Valdir está preso preventivamente desde 3 de janeiro de 2023, em razão do reiterado descumprimento de medidas cautelares impostas no curso da ação penal. Ele é acusado da suposta prática de quatro homicídios qualificados.
No recurso, a defesa sustentou que o acusado possui condições pessoais favoráveis, como primariedade, bons antecedentes, residência fixa e atividade lícita, além de ter comparecido a todos os atos processuais. Alegou ainda que a fase de instrução já foi encerrada, com sentença de pronúncia proferida, inexistindo risco à produção de provas ou à aplicação da lei penal.
Também argumentou que os fatos decorrem de acidente automobilístico, sem comprovação de dolo direto ou embriaguez, e que a prisão preventiva se prolonga por período excessivo, somando cerca de cinco anos de restrições à liberdade, considerando prisões e medidas cautelares.
A defesa pediu a revogação da prisão preventiva, com expedição de alvará de soltura, ou, de forma subsidiária, a substituição por medidas cautelares diversas.
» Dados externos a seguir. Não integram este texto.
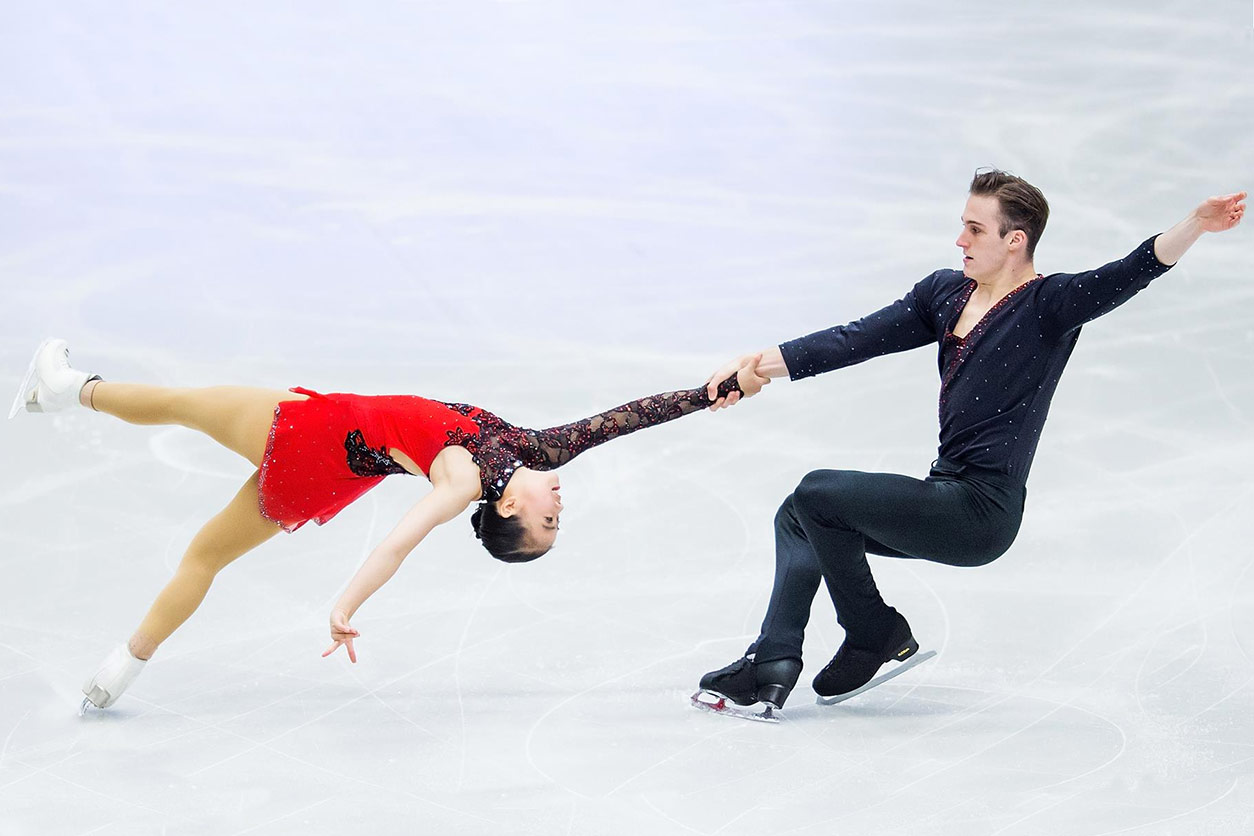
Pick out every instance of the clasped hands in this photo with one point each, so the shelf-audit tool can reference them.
(748, 376)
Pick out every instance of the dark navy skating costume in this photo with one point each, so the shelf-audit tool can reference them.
(996, 386)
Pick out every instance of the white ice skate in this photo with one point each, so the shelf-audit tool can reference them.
(50, 384)
(115, 674)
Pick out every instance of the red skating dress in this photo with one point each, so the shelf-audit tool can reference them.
(327, 450)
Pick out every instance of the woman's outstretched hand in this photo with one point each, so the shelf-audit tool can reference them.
(341, 633)
(749, 377)
(751, 380)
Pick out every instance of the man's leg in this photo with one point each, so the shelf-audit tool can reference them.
(845, 514)
(796, 580)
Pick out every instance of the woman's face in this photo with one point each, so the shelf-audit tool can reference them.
(534, 496)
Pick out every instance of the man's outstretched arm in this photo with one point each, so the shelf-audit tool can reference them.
(1215, 214)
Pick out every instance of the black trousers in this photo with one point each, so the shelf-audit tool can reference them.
(958, 515)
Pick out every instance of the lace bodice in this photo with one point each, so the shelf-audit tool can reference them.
(500, 448)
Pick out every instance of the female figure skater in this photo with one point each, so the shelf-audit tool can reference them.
(315, 454)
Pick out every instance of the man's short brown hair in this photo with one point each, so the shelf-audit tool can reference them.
(1022, 204)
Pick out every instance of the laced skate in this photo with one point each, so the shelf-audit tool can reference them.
(50, 384)
(853, 669)
(114, 676)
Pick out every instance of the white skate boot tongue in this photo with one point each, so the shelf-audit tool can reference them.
(114, 676)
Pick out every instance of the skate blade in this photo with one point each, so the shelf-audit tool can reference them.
(23, 396)
(720, 705)
(918, 658)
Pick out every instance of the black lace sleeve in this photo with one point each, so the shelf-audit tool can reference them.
(554, 446)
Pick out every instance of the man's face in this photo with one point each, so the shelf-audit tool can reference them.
(985, 252)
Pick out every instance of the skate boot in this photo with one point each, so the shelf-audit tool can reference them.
(746, 682)
(50, 384)
(853, 667)
(114, 676)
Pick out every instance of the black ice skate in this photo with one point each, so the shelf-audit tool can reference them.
(853, 669)
(756, 689)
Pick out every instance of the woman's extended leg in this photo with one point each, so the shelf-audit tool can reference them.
(237, 417)
(237, 529)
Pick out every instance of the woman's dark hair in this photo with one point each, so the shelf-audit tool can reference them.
(502, 535)
(1022, 204)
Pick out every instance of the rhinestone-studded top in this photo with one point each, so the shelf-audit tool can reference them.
(996, 382)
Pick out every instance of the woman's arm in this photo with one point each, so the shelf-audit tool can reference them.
(444, 503)
(557, 445)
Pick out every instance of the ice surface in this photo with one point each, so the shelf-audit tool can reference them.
(548, 208)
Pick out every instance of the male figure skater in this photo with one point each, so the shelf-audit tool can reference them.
(1005, 335)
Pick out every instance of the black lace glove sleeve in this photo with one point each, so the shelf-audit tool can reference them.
(554, 446)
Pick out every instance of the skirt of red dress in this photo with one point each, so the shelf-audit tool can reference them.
(305, 473)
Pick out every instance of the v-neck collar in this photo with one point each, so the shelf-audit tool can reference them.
(976, 330)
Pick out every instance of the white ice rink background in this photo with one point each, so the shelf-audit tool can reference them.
(548, 208)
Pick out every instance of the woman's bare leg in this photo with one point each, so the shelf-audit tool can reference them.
(237, 417)
(237, 529)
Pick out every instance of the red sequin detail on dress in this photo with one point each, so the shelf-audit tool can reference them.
(327, 450)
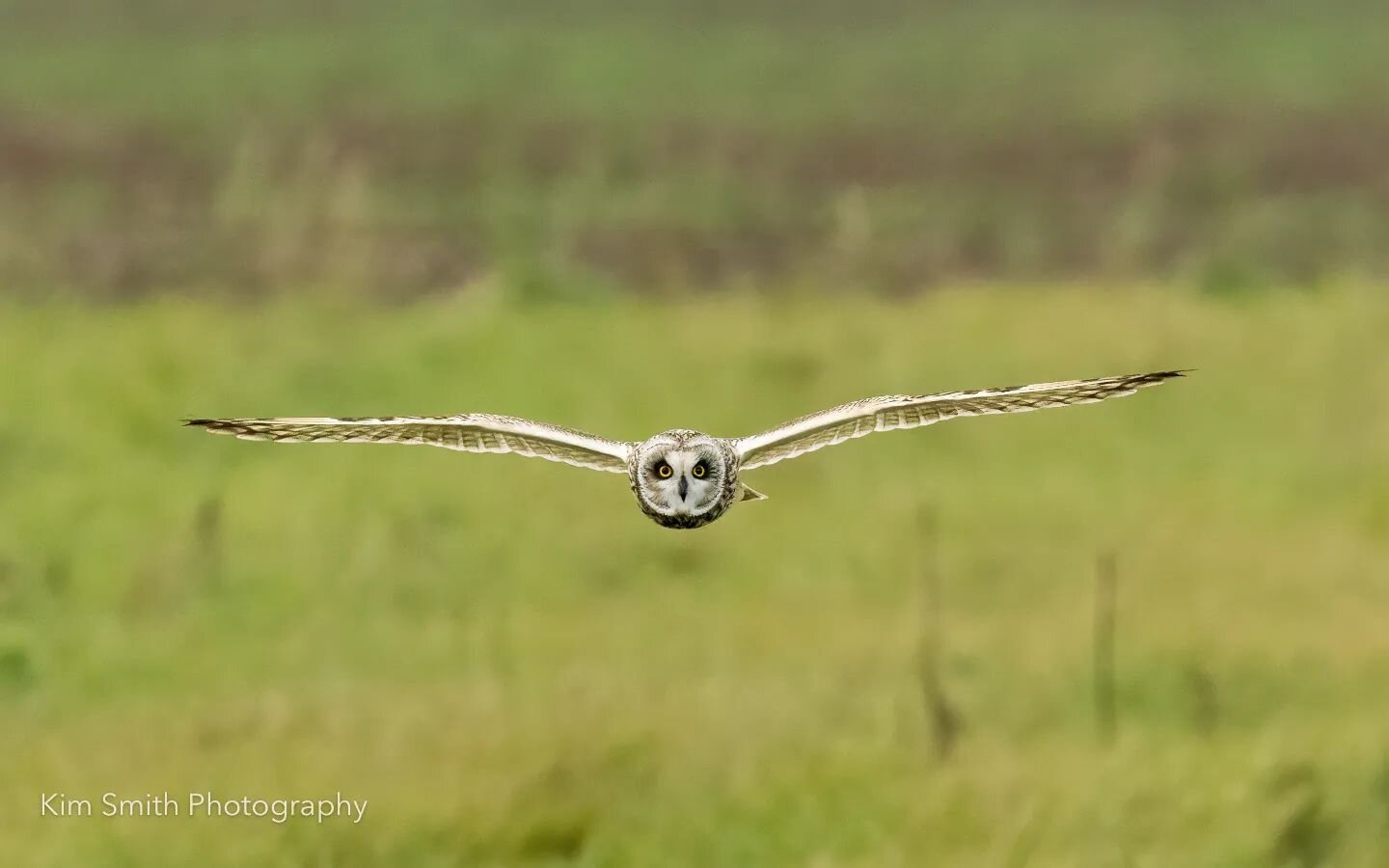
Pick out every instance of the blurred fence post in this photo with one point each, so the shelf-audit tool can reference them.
(942, 716)
(207, 540)
(1105, 581)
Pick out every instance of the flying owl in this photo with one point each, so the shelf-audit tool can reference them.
(685, 478)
O pedido liminar foi indeferido, e o Ministério Público Federal se manifestou pelo não provimento do recurso.
Ao analisar o caso, o relator destacou que a prisão preventiva está fundamentada na gravidade concreta dos fatos — quatro mortes no trânsito, em contexto de embriaguez e dolo eventual — e no histórico de reiterados descumprimentos de medidas cautelares anteriormente impostas. Conforme a decisão, Valdir obteve liberdade provisória em julho de 2020, com medidas cautelares, mas voltou a descumpri-las, o que motivou sucessivas representações do Ministério Público pela decretação da prisão preventiva, acolhidas pelo Judiciário.
O ministro ressaltou que o descumprimento de medidas é motivo legal para a decretação da prisão preventiva. Também afastou a possibilidade de substituição da prisão por medidas cautelares alternativas, ao entender que, diante da gravidade da conduta, tais medidas seriam insuficientes para garantir a ordem pública.
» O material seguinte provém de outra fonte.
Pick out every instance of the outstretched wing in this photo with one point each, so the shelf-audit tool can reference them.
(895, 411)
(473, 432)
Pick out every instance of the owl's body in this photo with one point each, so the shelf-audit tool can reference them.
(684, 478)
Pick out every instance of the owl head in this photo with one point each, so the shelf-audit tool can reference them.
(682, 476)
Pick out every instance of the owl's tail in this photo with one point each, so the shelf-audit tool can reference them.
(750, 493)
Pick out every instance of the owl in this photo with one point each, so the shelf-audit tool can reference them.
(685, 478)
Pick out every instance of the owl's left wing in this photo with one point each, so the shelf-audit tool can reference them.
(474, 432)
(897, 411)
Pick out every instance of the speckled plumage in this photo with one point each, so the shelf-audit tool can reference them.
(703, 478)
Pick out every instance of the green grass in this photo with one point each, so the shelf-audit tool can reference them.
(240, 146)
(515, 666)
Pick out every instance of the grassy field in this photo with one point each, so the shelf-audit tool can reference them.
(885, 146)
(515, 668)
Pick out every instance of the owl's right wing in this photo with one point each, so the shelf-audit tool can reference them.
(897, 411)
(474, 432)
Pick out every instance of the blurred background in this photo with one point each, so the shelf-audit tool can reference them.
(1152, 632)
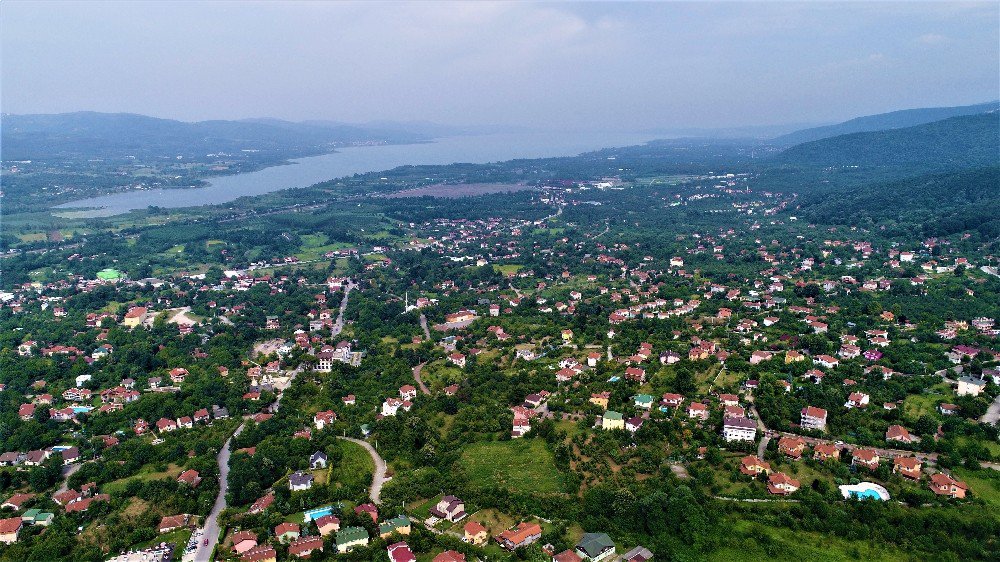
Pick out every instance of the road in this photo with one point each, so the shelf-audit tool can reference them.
(378, 479)
(420, 382)
(423, 324)
(338, 326)
(211, 528)
(992, 415)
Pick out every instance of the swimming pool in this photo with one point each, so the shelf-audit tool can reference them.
(864, 490)
(314, 514)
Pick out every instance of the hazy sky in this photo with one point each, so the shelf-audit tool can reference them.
(583, 66)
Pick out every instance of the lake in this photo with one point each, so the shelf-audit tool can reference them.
(303, 172)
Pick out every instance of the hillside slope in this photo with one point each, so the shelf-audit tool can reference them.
(884, 121)
(958, 142)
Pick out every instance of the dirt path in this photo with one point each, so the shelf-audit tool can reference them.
(420, 382)
(378, 479)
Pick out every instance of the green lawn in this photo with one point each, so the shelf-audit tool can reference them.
(356, 466)
(751, 542)
(981, 486)
(524, 465)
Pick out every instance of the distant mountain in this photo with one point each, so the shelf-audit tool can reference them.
(937, 204)
(115, 135)
(959, 142)
(883, 121)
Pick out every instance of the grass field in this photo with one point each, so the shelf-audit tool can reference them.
(356, 467)
(921, 404)
(523, 464)
(982, 487)
(751, 542)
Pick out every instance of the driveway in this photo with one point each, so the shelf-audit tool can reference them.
(378, 479)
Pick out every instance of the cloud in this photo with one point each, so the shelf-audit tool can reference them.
(932, 38)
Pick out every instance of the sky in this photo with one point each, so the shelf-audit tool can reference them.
(559, 66)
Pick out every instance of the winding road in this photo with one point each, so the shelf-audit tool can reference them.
(211, 527)
(378, 479)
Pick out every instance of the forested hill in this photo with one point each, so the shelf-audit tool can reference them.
(933, 205)
(884, 121)
(110, 135)
(950, 144)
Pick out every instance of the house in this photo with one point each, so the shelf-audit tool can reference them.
(907, 466)
(450, 508)
(457, 359)
(324, 418)
(449, 556)
(867, 458)
(612, 420)
(287, 532)
(318, 460)
(243, 541)
(400, 552)
(304, 546)
(9, 528)
(792, 446)
(900, 434)
(350, 537)
(738, 429)
(826, 451)
(399, 525)
(781, 484)
(172, 523)
(671, 400)
(697, 410)
(17, 501)
(813, 418)
(524, 534)
(327, 524)
(970, 386)
(300, 481)
(261, 504)
(644, 401)
(944, 485)
(947, 409)
(368, 508)
(827, 361)
(857, 400)
(595, 547)
(475, 533)
(754, 466)
(190, 477)
(407, 392)
(638, 554)
(601, 399)
(262, 553)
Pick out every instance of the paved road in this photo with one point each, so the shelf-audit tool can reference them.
(378, 479)
(992, 415)
(211, 527)
(423, 324)
(420, 382)
(338, 326)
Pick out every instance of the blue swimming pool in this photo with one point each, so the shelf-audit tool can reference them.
(314, 514)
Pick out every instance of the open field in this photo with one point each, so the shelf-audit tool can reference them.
(460, 190)
(525, 465)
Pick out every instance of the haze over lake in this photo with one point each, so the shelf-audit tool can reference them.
(347, 161)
Quanto ao alegado excesso de prazo, o relator afirmou que, considerando o estágio atual do processo — com decisão de pronúncia e preparação para julgamento pelo Tribunal do Júri —, a duração da ação penal não se mostra desproporcional ou desarrazoada. Segundo ele, não há violação aos princípios da proporcionalidade e da razoável duração do processo.
Com esse entendimento, o ministro Reynaldo Soares da Fonseca concluiu pela legitimidade da manutenção da prisão preventiva e negou provimento ao recurso ordinário em habeas corpus. A decisão foi proferida em Brasília, no dia 15 de dezembro de 2025.
O acidente ocorreu em 03 de maio de 2020, na rodovia MT-208, que liga Alta Floresta a Paranaíta. A camionete conduzida pelo acusado, um modelo VW Amararok bateu de frente com o carro da família, um modelo Sandero. Ao realizar uma ultrapassagem proibida, Valdir acabou colidindo com o carro da família que vinha em sentido contrário, causando a morte dos quatro passageiros, sendo dois adultos e duas crianças.
O acidente causou as mortes de Jacinto Faquinello, de 50 anos; Elizandra Aparecida de Freitas, de 34 anos e das crianças João Vitor de Freitas Silva, 7 anos e Nicolly Gabrielli Batista de Freitas, de 9 anos, respectivamente filho e sobrinha do casal.
Após ser preso em flagrante e indiciado pelos crimes de homicídio com dolo eventual, condução de veículo sob influência de substância alcoólica e fuga de local de acidente, durante a pandemia, o indiciado foi posto em liberdade, mediante o uso de tornozeleira eletrônica e outras medidas cautelares, como recolhimento domiciliar no período noturno.
Contudo, ele continuou a frequentar festas e consumir bebida alcoólica, sendo flagrado em estabelecimentos comerciais da cidade no período noturno, o que caracterizou o descumprimento das medidas cautelares impostas pela Justiça. A Polícia Civil representou pela prisão preventiva, que foi decretada e cumprida no dia 15 de julho de 2022.
No dia 17 de julho do ano passado, porém, Valdir foi posto em liberdade mediante uma decisão liminar concedida em habeas corpus. Em outubro de 2022, o Tribunal de Justiça de Mato Grosso julgou o mérito do habeas corpus e cassou a decisão liminar. Em 06 de outubro foi expedido novo mandado de prisão.